What these tests exercise:

  • Database rollback via rsync restore (Test 1)
  • Binary self-update rejection on verify failure (Test 2)
  • Version skipping: the fix RC supersedes the broken RC
  • Service recovery: continues operating after failures

Architecture

Service Architecture

StatBus consists of five main services:

  1. PostgreSQL: Database with Row Level Security and temporal tables
  2. PostgREST: Automatic REST API from database schema
  3. Caddy: Reverse proxy, auth gateway, and PostgreSQL TLS proxy
  4. Next.js: Server-side rendered web application
  5. Worker: Background job processor (Crystal)

See doc/service-architecture.md for detailed architecture.

Authentication Flow

  1. User logs in via /rest/rpc/login (handled by PostgreSQL function)
  2. JWT tokens stored in cookies (statbus and statbus-refresh)
  3. Caddy extracts JWT from cookies and adds Authorization headers
  4. PostgREST validates JWT and sets database role
  5. Row Level Security enforces access control

PostgreSQL Layer4 TLS Proxy

Caddy provides secure direct PostgreSQL access:

Development Architecture:

psql → local.statbus.org:3024 (TLS+SNI)
  → Caddy (terminates TLS)
    → db:5432 (Docker network)

Benefits:

  • TLS encryption without PostgreSQL TLS configuration
  • SNI-based routing for multi-tenant deployments
  • Standard tools (psql, pgAdmin, DBeaver) work seamlessly

See doc/service-architecture.md#postgresql-access-architecture for details.


Development Tips

Scratch Directories

Use tmp/ for development experiments:

  • tmp/ - Backend scratch (SQL, scripts)
  • app/tmp/ - Frontend scratch (TypeScript, configs)
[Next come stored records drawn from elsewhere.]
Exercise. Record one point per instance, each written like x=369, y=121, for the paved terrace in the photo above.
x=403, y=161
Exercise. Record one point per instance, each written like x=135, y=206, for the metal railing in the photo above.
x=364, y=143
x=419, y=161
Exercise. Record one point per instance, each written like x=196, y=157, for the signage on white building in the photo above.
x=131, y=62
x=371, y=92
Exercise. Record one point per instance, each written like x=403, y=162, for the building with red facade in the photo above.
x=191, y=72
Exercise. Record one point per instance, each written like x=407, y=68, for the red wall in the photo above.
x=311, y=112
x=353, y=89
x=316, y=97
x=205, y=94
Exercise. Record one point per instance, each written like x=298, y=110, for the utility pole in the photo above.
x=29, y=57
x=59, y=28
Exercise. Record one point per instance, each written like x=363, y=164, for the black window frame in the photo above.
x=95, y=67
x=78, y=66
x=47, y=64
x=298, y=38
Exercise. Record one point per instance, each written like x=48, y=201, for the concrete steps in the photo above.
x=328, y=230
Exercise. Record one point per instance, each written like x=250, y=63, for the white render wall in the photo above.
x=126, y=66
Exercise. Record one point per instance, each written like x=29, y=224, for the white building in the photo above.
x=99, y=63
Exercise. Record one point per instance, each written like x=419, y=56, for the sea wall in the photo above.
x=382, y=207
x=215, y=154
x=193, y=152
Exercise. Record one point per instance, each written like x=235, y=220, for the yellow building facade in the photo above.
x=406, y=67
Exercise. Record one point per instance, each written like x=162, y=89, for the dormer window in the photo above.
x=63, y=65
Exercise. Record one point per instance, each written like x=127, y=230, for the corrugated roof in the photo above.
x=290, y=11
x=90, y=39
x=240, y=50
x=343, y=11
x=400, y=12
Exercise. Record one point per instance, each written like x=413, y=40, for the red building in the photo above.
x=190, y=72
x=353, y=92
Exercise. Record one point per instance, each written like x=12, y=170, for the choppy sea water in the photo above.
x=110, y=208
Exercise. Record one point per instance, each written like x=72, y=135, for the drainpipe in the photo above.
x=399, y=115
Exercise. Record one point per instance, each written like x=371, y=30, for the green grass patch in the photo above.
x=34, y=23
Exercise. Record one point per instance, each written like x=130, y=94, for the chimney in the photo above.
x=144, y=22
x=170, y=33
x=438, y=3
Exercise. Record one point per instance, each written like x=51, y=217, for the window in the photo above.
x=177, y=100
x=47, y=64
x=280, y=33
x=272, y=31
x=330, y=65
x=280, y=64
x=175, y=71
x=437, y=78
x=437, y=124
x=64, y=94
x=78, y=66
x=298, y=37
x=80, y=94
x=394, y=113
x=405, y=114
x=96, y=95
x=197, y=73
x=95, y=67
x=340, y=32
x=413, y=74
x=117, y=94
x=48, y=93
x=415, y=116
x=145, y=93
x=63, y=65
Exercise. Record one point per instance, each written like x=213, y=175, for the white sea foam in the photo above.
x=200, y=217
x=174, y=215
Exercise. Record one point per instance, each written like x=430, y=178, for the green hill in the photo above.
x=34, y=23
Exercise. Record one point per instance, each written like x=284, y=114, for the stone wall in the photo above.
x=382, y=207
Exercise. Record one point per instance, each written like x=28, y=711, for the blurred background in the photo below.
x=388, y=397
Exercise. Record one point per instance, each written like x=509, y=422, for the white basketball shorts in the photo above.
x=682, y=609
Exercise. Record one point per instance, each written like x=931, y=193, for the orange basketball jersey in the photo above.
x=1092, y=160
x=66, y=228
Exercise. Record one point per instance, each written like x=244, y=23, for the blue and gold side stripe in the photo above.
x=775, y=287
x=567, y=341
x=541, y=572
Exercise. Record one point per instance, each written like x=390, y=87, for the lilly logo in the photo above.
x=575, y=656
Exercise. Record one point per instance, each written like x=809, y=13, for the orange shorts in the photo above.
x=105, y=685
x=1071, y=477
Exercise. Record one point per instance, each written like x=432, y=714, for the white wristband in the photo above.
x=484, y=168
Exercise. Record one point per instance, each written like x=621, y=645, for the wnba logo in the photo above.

These directories are gitignored but a pre-commit hook prevents accidental commits.

Debugging

Backend Logs:

docker compose logs -f db      # PostgreSQL
docker compose logs -f rest    # PostgREST
docker compose logs -f proxy   # Caddy
docker compose logs -f worker  # Background worker

Frontend Debugging:

  • Use Chrome DevTools
  • React DevTools extension
  • Next.js built-in error overlay

Database Debugging:

-- Enable query logging
ALTER DATABASE statbus_speed SET log_statement = 'all';

-- View recent queries
SELECT * FROM pg_stat_statements;

Code Quality

Before committing:

# Backend
./dev.sh test all

# Frontend
cd app
pnpm run lint
pnpm run format
pnpm run tsc
pnpm run test

Working with AI Agents

See AGENTS.md for guidance on using AI coding assistants with StatBus.


Getting Help

Documentation

Community

Contributing

  1. Fork the repository
  2. Create a feature branch (git checkout -b feat/my-feature)
  3. Make your changes following conventions
  4. Write/update tests
  5. Commit with conventional commit messages
  6. Push and create a Pull Request

Thank you for contributing to StatBus!